実証実験では、1時間で約5.4グラムの酸素が生成された。1人の人間が約10分間呼吸できる量だ。予備検査の結果では、生成されたガスはほぼ100%純粋な酸素であることが示されている。モキシーは、1時間あたり約12グラムの酸素を生成するように設計されている(地球上の大きな樹木1本が生成する酸素量とほぼ同じだ)。
酸素は将来、宇宙飛行士が呼吸して生きていくために必要となるだけでなく、ロケット燃料を製造する際の重要な原料にもなる。火星の地表から4人の宇宙飛行士を乗せたロケットを1回発射するには、約25トンの酸素が必要になる可能性がある。火星の大気の95〜96パーセントは二酸化炭素なので、酸素を生成するために使える原料は豊富に存在する。必要なのは、それを利用できる適切なテクノロジーだけだ。モキシーはこのようなニーズを満たすにはほど遠いが、より大規模な変換機器の基礎を築く研究となるだろう。
モキシーについては、今後2年間で少なくとも9つのテストが実施されることになっている。現在実施している第1段階のテストでは、モキシーが実際に機能することが確認される。第2段階では、さまざまな大気条件と火星におけるさまざまな季節や日時で酸素の生成を試みる。そして第3段階では、モキシーの性能の限界を見極めるテストを予定している。

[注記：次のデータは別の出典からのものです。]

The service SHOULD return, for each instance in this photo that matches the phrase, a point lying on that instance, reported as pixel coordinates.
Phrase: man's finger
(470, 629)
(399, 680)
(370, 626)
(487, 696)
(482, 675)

一方、パーサビアランスは興味深い実験を続けている。ドローンヘリコプターである「インジェニュイティ(Ingenuity)」は4月22日に2回目の飛行を実施し、少なくともあと3回飛行することになっている。パーサビアランスはその後、地球外生命体の探索を開始し、後日、地球へ持ち帰るためのサンプルを採掘し、保存する予定だ。